Quando parlaimo di walking simulator, salvo alcune particolari eccezioni come What Remains of Edith Finch, viene davvero difficile intrattenersi a descrivere il gameplay, e Paradise Lost non fa nulla di particolare per sottrarsi a tale consuetudine. L’incedere è quanto mai guidato e lineare, privo di qualsiasi diramazione esplorativa, così come assai limitato è l’apporto attivo del giocatore, che si troverà sempicemente ad interagire con gli sparuti collezionabili, le scale ed alcuni congegni. Data l’assenza di puzzle o altre divagazioni, la struttura rimane confinata nei limiti di un film interattivo, con soltanto alcuni momenti, legati alla riproduzione di vicende passate della storia del bunker, che richiederanno una partecipazione più attiva. A sparigliare un poco le carte in tavola ci pensano delle piccole scelte, che serviranno a determinare uno dei vari epiloghi presenti nella produzione firmata All In! Games, e capaci di garantire un minimo di rigiocabilità supplementare alle circa 4-5 ore necessarie a giungere ai titoli di coda. Tecnicamente parlando, invece, il lavoro svolto si attesta su livelli sufficienti, anche se la modellazione generale e le varie animazioni risultino quanto mai grezze, con un quadro visivo che riesce a risollevarsi da una generale piattezza grazie ad uno stile quanto mai ispirato: il mondo sotterraneo tratteggiato dal team, difatti, risulta quanto mai vario e peculiare, cupamente affascinante nella sua crudele decadenza, oltre che capace di regalare intuizioni e scorci sicuramente suggestivi. Sono gli elementi di contorno a stonare in modo marcato, vedi un’interfaccia un po’ troppo abbozzata, oppure l’assenza di una qualsiasi forma di inventario tramite il quale poter ricontrollare i vari documenti raccolti durate l’avventura. Anche a livello puramente tecnico non mancano alcuni spigoli da smussare, che si traducono in piccoli scatti della scena, in sporadiche compenetrazioni ed in un paio di freeze dell’azione che mi hanno costretto a ricaricare il checkpoint. Niente di grave, vista la natura compassata del titolo (pure troppo, vista la lentezza esasperante con cui si muove Szymon). Di ben altra caratura il lavoro svolto sul versante audio, che oltre ad un convincente doppiaggio in inglese, vanta alcune composizioni musicali toccanti ed ispirate.
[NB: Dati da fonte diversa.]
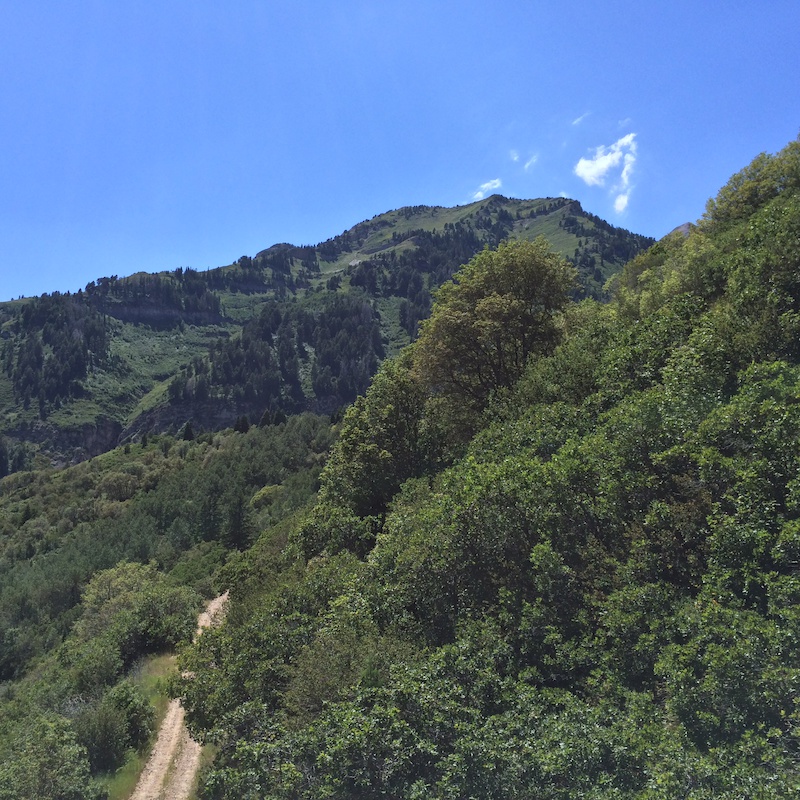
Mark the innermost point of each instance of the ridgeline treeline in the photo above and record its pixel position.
(551, 549)
(555, 551)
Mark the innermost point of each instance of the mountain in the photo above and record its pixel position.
(289, 329)
(551, 551)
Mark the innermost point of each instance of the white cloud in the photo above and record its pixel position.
(489, 186)
(606, 160)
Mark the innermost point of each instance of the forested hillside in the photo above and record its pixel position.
(290, 329)
(549, 550)
(555, 550)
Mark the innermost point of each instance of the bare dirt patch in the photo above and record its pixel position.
(171, 770)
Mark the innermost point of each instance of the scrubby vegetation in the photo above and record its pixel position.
(578, 580)
(552, 553)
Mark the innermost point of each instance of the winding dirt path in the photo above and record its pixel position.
(171, 770)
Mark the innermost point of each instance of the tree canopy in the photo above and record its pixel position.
(500, 309)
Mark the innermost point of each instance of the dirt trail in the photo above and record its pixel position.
(172, 767)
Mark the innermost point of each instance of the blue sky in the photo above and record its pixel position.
(147, 136)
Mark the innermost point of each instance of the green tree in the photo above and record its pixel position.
(47, 762)
(500, 309)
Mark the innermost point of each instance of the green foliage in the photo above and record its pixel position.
(595, 596)
(46, 762)
(502, 308)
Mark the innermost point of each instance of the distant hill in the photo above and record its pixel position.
(289, 329)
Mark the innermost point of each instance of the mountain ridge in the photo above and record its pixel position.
(82, 371)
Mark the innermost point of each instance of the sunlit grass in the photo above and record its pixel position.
(151, 676)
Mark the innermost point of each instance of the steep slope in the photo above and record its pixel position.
(585, 586)
(80, 372)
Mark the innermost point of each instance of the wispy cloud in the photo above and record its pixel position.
(489, 186)
(605, 162)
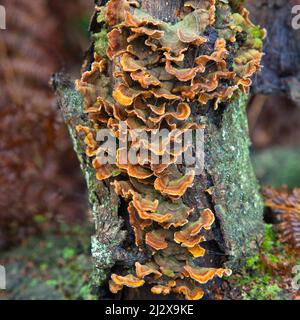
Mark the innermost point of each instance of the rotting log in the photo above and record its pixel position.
(281, 72)
(227, 185)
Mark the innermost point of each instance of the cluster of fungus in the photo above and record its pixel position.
(151, 76)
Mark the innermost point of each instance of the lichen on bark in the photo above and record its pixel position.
(233, 192)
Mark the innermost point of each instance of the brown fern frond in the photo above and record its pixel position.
(285, 206)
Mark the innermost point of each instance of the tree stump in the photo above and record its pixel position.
(227, 186)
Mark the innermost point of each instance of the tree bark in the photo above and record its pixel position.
(228, 174)
(281, 63)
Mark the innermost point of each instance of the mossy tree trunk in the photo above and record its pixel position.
(228, 175)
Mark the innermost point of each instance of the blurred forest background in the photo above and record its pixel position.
(43, 204)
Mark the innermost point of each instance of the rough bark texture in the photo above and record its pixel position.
(228, 173)
(281, 72)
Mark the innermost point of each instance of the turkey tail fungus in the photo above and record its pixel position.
(164, 228)
(285, 207)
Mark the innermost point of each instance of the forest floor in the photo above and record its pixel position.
(57, 264)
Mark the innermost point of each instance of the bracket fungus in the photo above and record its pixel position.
(153, 76)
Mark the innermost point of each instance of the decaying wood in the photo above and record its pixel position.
(228, 175)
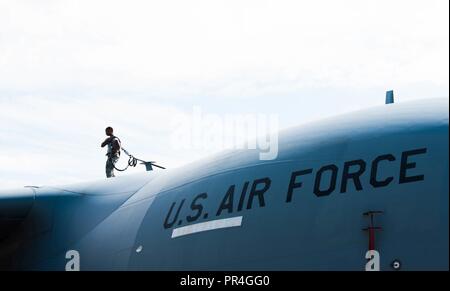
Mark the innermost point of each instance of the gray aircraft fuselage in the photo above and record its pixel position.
(233, 211)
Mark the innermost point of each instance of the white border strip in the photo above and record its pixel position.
(208, 225)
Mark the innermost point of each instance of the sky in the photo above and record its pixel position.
(68, 69)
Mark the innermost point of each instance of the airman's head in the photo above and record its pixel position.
(109, 131)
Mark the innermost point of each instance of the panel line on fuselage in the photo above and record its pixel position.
(206, 226)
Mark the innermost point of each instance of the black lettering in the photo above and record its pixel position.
(242, 198)
(293, 185)
(198, 207)
(334, 170)
(374, 171)
(259, 193)
(355, 176)
(170, 224)
(227, 201)
(405, 165)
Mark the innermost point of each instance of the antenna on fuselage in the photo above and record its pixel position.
(390, 97)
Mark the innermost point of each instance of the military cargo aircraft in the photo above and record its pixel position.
(371, 180)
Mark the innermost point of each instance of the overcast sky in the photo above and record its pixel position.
(68, 69)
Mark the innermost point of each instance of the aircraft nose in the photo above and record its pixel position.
(14, 207)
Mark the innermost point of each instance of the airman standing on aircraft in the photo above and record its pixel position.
(113, 152)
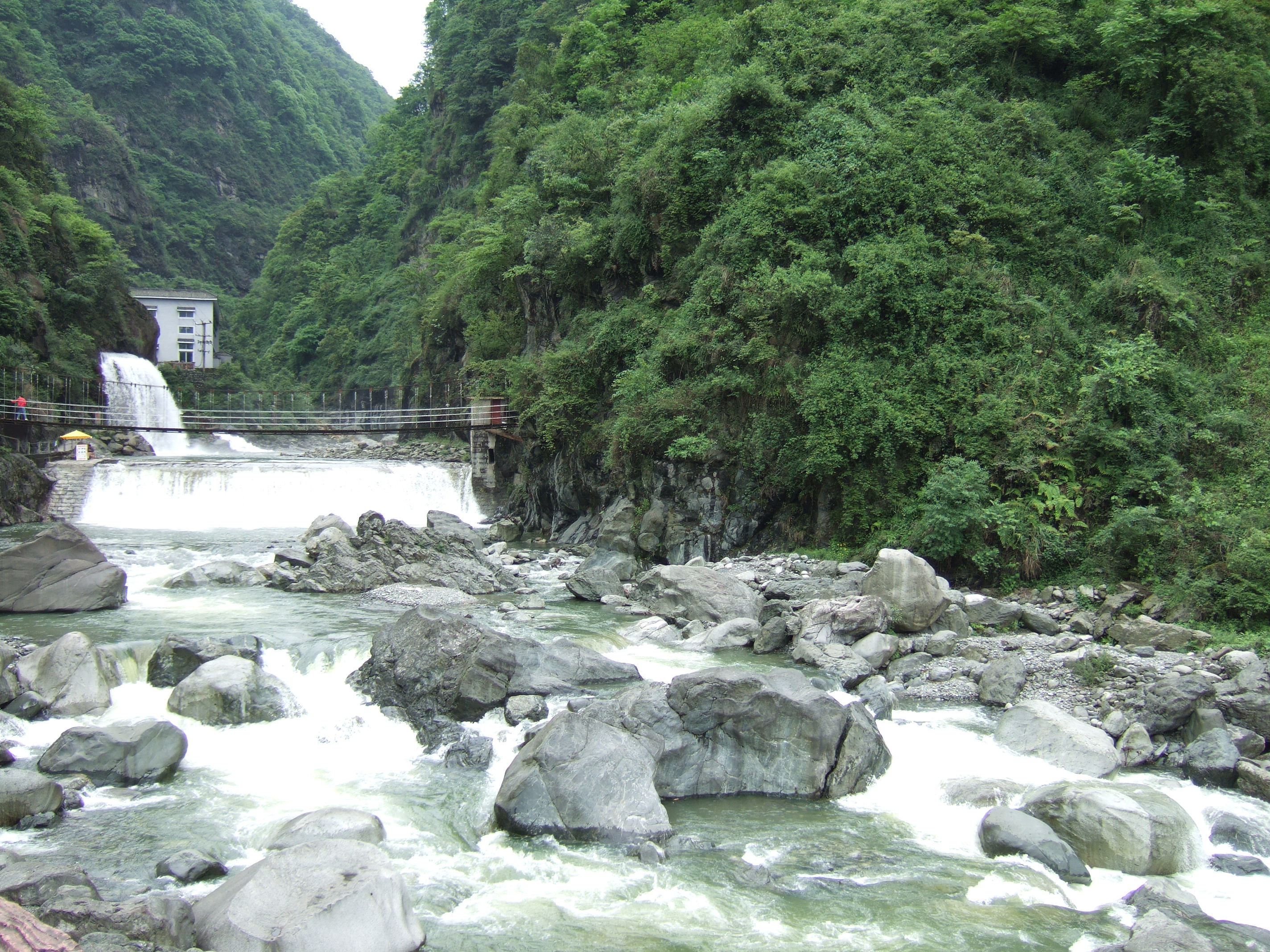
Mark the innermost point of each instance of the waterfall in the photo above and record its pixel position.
(138, 398)
(253, 494)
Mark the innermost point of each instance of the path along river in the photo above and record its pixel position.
(892, 867)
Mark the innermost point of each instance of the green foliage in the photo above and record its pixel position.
(190, 131)
(995, 272)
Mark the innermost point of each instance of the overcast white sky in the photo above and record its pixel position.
(385, 36)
Assente, ahinoi, la lingua italiana, ma l’inglese utilizzato è comunque di semplice comprensione, a patto di essere un minimo pratici.

Paradise Lost mi ha lasciato con un bel po’ di amaro in bocca una volta giunti ai titoli di coda: da amante quale sono delle ucronie post belliche, il setting messo in piedi dai ragazzi di All In! Games è riuscito a rapirmi in una manciata di minuti, ma ha finito ben presto per rimanere sacrificato sullo sfondo, lasciandomi con una voglia matta di saperne di più. Quello che resta, una volta archiviato il mondo alternativo tratteggiato dal team polacco, è una storia intima e personale, sicuramente arricchita da alcuni spunti interessanti, ma che si esaurisce in maniera un po’ troppo ingenua e, se si è avvezzi a simili narrazioni, anche in modo tutto sommato prevedibile. Al netto di questi difetti, comunque, attraversare i cupi cunicoli di questa Varsavia alternativa rimane un’esperienza piacevole, anche se un po’ troppo limitata e lineare. Di sicuro, viste le premesse, era lecito aspettarsi un qualche guizzo in più, ma se amate le avventure narrative, complice anche il prezzo tutto sommato contenuto, Paradise Lost potrebbe sicuramente rappresentare un piacevole diversivo.